The year is 1974 and French street performer Petit, is enamored with wire walking. During his search for more places to hang his wire, he finds a newspaper heralding the nearly-completed Twin Towers in New York City. They’re perfect and he becomes obsessed with the idea of walking between them. In racing towards this vision, Zemeckis takes us through a candy colored vision of the France from the countryside to the circus and Paris. It all culminates in a newsworthy walk between the two towers of the Notre Dame cathedral–a death defying feat unto itself, presented here as a quick bit of exposition. Along the way he picks up French ‘accomplices’ in girlfriend Annie (Charlotte Le Bon in a thankless role), a photographer (Clément Sibony) and eccentric circus mentor Papa Rudy (Ben Kingsley) who pleads with Petit to use a safety harness (he won’t). For all the fast paced camera work and bustling Parisian unicycle rides, this first act drags under Petit’s over aggressive narration. In light of the Marsh documentary where the vibrant real Petit told his own story, my mind truly boggled at having this level of wall to wall voice over. For audience members who have not seen the doc, your tolerance may be higher than mine. If anything I miss the different voices from Man on Wire, because here doubt by other characters is treated as repressing an excitable artist. His success is taken as a foregone conclusion.
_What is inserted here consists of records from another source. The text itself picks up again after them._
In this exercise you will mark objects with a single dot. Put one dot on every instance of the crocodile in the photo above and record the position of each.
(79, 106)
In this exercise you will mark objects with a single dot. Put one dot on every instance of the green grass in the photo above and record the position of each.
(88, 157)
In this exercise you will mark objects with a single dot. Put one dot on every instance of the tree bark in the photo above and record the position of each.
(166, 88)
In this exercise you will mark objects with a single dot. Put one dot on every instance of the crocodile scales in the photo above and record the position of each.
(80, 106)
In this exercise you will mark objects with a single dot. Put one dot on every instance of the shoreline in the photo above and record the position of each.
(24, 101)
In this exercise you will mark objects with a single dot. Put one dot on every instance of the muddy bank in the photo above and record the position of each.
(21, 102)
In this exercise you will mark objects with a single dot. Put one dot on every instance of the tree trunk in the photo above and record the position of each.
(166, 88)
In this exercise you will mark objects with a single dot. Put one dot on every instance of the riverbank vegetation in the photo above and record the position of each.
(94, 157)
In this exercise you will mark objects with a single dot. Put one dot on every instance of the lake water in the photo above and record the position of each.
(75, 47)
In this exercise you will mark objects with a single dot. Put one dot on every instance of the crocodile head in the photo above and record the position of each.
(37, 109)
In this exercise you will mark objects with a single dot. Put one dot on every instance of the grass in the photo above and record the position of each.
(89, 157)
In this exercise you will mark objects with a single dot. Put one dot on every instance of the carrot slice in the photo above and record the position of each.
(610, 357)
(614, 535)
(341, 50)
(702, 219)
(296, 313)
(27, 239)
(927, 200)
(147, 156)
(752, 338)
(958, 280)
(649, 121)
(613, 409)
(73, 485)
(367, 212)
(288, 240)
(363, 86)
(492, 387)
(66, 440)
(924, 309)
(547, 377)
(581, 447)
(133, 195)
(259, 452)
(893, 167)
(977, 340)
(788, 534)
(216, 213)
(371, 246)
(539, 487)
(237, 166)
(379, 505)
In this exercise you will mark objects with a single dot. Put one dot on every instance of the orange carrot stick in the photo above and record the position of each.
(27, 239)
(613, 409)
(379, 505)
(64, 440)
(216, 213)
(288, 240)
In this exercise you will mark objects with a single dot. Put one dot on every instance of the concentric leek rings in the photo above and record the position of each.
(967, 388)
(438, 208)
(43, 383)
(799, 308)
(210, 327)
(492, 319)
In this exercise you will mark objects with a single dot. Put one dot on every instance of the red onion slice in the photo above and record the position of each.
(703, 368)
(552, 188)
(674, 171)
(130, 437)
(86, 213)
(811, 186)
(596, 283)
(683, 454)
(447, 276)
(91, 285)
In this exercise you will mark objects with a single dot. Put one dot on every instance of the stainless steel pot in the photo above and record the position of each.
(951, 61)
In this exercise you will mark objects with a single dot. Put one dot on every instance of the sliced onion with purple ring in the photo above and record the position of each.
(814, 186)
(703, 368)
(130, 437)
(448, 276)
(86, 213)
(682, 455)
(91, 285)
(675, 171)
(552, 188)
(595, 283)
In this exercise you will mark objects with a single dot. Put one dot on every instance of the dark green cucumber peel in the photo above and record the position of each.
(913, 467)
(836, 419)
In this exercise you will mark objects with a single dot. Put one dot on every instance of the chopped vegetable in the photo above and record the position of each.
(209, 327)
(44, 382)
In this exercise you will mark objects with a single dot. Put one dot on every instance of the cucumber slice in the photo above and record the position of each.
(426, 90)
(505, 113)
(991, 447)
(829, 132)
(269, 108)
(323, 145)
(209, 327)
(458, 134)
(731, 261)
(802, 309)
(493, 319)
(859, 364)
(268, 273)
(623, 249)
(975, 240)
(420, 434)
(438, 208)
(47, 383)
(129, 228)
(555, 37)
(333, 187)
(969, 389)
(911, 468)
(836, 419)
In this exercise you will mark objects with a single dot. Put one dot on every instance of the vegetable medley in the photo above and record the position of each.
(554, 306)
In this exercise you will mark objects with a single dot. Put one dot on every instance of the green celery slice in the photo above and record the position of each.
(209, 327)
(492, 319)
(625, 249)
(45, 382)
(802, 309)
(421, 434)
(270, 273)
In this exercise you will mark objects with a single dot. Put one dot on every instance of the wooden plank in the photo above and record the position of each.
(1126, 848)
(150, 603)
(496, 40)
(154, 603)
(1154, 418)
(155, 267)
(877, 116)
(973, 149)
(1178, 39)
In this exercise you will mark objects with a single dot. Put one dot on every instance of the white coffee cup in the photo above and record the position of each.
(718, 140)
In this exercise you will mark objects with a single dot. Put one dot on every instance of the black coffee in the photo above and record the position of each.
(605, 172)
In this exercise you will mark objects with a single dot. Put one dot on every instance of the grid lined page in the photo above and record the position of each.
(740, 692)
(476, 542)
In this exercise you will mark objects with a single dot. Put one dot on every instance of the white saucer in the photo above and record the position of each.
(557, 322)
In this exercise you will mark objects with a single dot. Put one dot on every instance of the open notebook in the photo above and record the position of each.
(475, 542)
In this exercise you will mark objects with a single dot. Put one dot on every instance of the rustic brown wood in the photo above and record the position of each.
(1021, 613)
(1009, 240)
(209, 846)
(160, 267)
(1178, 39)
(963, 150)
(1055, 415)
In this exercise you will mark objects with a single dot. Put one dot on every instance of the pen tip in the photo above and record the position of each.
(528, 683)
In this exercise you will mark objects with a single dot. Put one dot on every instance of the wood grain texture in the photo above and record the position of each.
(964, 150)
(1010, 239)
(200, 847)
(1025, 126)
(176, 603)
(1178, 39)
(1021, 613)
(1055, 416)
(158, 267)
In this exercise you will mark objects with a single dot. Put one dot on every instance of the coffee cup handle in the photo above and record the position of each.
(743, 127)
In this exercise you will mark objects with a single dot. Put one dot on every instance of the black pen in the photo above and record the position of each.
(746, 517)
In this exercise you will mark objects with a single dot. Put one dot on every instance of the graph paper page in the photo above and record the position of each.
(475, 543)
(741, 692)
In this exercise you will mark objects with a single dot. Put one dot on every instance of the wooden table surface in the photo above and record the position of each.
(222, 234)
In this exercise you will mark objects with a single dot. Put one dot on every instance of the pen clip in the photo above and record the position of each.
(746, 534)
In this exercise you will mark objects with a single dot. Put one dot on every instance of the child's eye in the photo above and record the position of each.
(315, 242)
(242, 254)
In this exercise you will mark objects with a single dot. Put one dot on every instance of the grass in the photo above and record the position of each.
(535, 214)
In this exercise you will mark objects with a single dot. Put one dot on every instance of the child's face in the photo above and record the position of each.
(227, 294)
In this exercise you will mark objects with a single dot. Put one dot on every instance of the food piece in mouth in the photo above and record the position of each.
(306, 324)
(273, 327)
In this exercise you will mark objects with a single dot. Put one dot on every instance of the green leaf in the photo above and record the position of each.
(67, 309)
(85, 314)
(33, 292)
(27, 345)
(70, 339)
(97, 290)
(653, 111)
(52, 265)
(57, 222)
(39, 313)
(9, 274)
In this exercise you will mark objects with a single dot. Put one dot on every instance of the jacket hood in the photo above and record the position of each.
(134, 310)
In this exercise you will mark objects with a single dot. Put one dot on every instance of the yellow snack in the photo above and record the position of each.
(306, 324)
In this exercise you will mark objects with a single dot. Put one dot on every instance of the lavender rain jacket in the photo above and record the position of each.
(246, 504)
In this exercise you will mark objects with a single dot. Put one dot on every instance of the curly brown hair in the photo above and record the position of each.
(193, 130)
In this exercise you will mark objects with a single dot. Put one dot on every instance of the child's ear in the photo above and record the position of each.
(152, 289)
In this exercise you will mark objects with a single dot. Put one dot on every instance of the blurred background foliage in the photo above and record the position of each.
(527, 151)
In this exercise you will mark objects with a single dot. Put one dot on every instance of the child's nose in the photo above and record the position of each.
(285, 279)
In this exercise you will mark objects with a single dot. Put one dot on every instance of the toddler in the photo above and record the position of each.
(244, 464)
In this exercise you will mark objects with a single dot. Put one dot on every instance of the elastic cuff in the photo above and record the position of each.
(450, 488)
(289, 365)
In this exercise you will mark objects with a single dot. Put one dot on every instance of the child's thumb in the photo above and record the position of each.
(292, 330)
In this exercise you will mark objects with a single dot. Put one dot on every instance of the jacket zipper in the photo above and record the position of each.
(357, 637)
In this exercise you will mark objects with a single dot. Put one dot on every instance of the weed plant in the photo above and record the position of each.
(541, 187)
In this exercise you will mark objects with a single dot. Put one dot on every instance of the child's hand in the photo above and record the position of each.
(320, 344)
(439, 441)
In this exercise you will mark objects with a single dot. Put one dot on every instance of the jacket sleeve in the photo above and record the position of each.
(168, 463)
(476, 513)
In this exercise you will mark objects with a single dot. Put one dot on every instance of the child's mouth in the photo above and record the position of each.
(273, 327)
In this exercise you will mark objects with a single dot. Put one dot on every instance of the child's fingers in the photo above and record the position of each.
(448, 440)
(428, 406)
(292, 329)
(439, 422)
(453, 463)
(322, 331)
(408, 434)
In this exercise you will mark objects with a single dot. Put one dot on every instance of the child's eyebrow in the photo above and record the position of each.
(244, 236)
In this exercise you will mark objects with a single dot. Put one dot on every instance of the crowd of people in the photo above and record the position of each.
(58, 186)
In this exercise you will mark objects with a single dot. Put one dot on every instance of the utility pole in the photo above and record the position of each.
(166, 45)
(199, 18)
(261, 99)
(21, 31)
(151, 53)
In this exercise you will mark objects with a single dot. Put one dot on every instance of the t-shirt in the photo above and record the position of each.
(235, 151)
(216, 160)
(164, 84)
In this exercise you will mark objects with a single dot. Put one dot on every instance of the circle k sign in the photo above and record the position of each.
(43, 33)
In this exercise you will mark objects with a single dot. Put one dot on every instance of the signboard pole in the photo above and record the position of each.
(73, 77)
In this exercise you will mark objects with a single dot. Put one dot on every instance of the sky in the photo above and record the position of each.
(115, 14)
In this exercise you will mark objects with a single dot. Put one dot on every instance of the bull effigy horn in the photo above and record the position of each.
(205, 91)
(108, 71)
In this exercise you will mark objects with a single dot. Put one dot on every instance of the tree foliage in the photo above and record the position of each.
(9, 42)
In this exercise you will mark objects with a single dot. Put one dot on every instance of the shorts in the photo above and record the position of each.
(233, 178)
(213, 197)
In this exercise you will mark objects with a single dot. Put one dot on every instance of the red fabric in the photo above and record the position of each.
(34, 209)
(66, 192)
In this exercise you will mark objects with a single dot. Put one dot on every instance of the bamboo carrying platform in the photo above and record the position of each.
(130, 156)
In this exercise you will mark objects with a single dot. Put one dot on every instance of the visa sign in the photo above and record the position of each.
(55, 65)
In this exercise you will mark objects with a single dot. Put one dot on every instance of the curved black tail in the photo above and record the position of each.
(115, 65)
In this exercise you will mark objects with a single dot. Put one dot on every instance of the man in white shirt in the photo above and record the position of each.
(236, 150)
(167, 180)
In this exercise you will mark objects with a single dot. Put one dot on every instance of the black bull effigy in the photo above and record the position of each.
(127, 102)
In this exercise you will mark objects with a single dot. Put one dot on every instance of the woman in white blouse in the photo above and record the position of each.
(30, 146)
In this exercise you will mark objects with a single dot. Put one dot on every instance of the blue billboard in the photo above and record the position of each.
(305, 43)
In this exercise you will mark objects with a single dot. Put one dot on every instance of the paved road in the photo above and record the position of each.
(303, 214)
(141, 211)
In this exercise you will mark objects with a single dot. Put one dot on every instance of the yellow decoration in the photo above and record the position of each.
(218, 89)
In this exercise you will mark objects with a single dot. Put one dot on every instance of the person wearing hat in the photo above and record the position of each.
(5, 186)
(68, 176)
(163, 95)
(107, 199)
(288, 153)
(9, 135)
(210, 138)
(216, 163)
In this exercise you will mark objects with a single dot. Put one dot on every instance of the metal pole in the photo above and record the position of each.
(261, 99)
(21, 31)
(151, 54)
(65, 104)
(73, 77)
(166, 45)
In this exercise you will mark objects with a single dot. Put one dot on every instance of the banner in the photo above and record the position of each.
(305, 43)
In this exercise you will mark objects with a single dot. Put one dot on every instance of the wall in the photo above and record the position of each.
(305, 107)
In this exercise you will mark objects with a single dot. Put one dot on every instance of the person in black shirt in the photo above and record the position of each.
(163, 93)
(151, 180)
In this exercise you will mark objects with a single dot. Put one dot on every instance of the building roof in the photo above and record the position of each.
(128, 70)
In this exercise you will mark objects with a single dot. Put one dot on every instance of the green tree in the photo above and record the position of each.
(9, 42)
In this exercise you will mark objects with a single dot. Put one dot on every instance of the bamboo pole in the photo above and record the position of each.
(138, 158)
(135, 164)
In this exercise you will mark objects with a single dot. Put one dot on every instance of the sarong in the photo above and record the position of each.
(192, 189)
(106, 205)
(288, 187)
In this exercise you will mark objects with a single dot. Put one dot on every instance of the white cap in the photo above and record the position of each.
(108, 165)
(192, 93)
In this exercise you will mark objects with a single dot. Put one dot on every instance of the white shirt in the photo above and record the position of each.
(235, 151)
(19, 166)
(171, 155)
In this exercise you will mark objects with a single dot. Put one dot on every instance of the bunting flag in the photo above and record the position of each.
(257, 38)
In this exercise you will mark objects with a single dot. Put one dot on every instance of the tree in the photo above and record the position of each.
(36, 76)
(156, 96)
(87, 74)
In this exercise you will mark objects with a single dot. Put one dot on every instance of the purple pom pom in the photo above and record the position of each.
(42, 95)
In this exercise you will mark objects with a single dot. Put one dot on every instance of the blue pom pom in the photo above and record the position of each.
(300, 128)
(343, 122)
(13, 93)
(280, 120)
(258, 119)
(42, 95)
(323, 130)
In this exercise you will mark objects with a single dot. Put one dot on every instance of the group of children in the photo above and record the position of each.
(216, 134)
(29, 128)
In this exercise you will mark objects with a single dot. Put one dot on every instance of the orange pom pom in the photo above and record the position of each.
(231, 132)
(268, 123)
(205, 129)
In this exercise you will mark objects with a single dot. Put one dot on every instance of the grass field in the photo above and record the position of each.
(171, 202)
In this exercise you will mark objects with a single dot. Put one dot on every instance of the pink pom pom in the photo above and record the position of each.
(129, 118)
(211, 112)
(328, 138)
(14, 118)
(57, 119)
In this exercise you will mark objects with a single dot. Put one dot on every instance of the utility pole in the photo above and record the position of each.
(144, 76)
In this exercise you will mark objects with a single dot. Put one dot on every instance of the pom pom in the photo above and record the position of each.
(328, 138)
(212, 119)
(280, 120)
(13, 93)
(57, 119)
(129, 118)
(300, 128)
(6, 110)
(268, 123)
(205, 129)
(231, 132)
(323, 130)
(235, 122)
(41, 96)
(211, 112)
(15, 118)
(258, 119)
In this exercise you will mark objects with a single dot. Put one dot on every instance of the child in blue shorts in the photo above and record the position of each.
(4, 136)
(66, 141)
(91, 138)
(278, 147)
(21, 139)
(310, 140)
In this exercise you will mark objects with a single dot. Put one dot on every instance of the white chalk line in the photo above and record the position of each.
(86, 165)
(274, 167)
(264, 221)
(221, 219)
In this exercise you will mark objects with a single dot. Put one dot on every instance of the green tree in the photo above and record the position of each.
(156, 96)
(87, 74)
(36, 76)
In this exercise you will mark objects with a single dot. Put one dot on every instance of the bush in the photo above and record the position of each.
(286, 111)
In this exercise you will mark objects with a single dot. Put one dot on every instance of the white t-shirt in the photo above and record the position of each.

In 1970s New York, the film takes on more of the heist-like mood that was established in Marsh’s documentary and the film finally takes off. Petit enlists his American accomplices and the element of suspense is restored while Petit and co employ ‘spywork’ to figure out the inner workings of the massive construction site. The level of lax security and staff eluded with charm and confidence of the crew is really something to see from a post-9/11 perspective and is one of the essential elements to Petit’s being a once-in-a-lifetime accomplishment. The biggest hurdle is getting from the sky lobbies to the roof and ensuring the roof is free of guards. Here Zemeckis is great at giving us what can only be described as warm up acrophobia as the team contends with incomplete elevator shafts in the build up to the final walk across the void. That walk is undeniably breath taking and seeing it with a crowd in a theater, the level of tensed muscles was strongly felt. And the walk is not short either. As Petit the artist felt more and more connected to the wire and the towers, the more liberties he takes up there. And the sequence is stunning in spite of Petit remaining on hand to tell us how stunning it is.

With the 3D walk itself being worth price of admission, more so in vertigo-inducing IMAX, and poignant final moments that especially resonated with the New York Film Fest crowd, Zemeckis has crafted a spectacle to be sure even if the rest of the film will likely not stand the same test of time that the 2008 documentary has.

The Walk opens in limited IMAX on September 30th with a wide release on October 9th.